C’était gentil de la part de Maigret. Les choses se passaient dans son secteur. C’est lui qui avait déniché la bande de Picardie. Il aurait pu garder la besogne pour lui et ses hommes, et ainsi le quai des Orfèvres marquerait une fois de plus un point contre la rue des Saussaies.
— Tu as ton pétard ?
— Je l’ai toujours en poche.
Maigret, non. C’était rare.
Comme ils traversaient la cour, Colombani désigna une des voitures de la police.
— Non ! Je préfère un taxi.
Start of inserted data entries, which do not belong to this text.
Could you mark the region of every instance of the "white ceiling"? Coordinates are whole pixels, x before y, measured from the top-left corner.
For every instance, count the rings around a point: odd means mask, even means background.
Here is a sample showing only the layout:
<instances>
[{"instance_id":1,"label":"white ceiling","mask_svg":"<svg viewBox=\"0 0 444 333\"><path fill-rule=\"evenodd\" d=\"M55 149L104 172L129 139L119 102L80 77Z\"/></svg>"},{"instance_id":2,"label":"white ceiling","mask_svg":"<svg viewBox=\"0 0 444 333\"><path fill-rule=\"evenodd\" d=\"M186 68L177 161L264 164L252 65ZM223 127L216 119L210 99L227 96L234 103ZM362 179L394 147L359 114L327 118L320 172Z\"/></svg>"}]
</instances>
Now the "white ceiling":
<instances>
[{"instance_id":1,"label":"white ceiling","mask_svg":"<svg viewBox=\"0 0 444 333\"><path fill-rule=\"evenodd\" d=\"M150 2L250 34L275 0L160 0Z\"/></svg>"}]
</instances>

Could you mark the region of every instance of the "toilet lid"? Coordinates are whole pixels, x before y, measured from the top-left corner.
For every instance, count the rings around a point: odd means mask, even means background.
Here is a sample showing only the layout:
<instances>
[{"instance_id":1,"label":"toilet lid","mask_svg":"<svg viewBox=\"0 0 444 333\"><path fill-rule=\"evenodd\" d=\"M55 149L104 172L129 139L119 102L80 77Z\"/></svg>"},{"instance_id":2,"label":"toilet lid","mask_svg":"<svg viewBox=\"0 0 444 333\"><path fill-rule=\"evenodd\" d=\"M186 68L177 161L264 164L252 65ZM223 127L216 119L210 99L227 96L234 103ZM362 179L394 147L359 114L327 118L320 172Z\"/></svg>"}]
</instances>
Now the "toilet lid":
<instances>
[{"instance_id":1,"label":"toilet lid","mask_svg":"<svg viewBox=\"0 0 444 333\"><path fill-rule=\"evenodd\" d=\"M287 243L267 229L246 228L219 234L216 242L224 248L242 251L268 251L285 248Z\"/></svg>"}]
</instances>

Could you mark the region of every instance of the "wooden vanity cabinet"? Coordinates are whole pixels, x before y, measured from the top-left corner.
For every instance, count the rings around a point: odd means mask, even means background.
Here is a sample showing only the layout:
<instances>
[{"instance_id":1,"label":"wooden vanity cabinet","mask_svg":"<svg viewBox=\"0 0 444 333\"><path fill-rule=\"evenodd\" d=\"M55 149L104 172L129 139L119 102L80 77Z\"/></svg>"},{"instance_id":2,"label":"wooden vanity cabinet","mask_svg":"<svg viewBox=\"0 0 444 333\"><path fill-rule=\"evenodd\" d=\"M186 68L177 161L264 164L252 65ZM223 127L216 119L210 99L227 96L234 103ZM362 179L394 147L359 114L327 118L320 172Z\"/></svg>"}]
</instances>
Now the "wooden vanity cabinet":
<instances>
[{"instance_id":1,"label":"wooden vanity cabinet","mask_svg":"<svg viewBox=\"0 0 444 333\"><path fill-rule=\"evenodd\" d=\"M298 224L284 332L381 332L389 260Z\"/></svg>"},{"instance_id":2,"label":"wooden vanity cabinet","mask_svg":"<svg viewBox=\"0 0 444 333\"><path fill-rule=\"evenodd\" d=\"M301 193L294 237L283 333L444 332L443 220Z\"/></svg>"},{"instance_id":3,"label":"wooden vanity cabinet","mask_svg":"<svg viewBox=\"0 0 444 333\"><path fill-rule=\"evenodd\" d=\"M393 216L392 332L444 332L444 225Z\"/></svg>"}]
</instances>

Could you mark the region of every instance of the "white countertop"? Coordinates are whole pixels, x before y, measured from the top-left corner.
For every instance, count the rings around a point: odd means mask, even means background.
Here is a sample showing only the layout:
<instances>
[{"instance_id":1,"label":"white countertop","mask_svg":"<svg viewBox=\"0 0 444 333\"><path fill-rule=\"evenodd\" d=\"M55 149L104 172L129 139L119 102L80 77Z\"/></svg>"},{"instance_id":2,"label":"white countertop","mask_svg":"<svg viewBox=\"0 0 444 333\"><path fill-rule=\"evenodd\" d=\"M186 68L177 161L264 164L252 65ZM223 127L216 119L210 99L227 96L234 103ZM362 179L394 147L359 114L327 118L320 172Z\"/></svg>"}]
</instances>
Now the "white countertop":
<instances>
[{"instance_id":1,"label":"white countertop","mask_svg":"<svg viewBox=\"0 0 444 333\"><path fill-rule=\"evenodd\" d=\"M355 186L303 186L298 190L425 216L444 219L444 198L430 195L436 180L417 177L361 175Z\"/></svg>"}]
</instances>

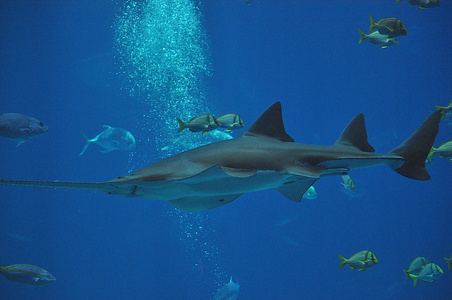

C’est moins voyant.
Il en choisit un avec soin, avec un chauffeur qui le connaissait. Il est vrai que presque tous les chauffeurs de taxi le connaissaient.
— Rue de Longchamp. Vous ferez la rue au pas.
L’immeuble qu’habitait Francine Latour était assez haut dans la rue, non loin d’un restaurant fameux où le commissaire se souvenait d’avoir fait quelques bons déjeuners. Tout était fermé. Il était deux heures du matin. Il fallait choisir l’endroit où stationner, et Maigret était grave, grognon, silencieux.
— Refaites le tour. Vous vous arrêterez quand je vous le dirai. Vous ne garderez que vos lanternes allumées, comme si vous attendiez un client.
Ils étaient à moins de dix mètres de la maison. Ils devinaient un inspecteur tapi dans l’ombre d’une porte cochère. Il devait y en avoir un autre quelque part, et, là-haut, Janvier et son. compagnon attendaient toujours dans le noir.
Maigret fumait à petites bouffées. Il sentait l’épaule de Colombani contre la sienne. Il s’était mis du côté du trottoir.
Ils restèrent ainsi quarante-cinq minutes, et de rares taxis passaient, des gens rentrèrent chez eux, quelques maisons plus loin ; enfin un taxi stoppa devant la porte, et un homme jeune et svelte sauta sur le trottoir, se pencha vers l’intérieur pour aider sa compagne à descendre.
— Gi !... prononça seulement Maigret.
Il calcula ses mouvements. Il y avait longtemps que sa portière était entrouverte, qu’il tenait la main crispée sur la poignée. Avec une légèreté qu’on n’eût pas attendue de lui, il bondit en avant, sauta sur l’homme au moment précis où celui-ci, une main dans la poche de son smoking pour prendre son portefeuille, se penchait afin de regarder le compteur de son taxi.
La jeune femme poussa un cri. Maigret tenait l’homme aux épaules, par derrière, et son poids l’entraînait, ils roulèrent tous les deux sur le trottoir.
Le commissaire, qui avait reçu un coup de tête au menton, tentait d’immobiliser les mains de Bronsky, par crainte que celui-ci saisisse son revolver. Colombani était déjà là et, froidement, tranquillement, donnait un coup de talon au visage du Tchèque.
Francine Latour appelait toujours au secours, atteignait la porte de la maison, sonnait éperdument. Les deux inspecteurs arrivaient à leur tour, et la mêlée dura quelques instants encore. Maigret fut le dernier à se redresser, car il était en dessous.
— Personne de blessé ?
Les lanternes de l’auto lui permirent de voir du sang sur sa main, et il regarda autour de lui, s’aperçut que c’était du nez de Bronsky que le sang coulait à flot. L’homme avait les deux mains réunies derrière le dos par les menottes, ce qui le faisait se courber un peu en avant. Son visage avait une expression féroce.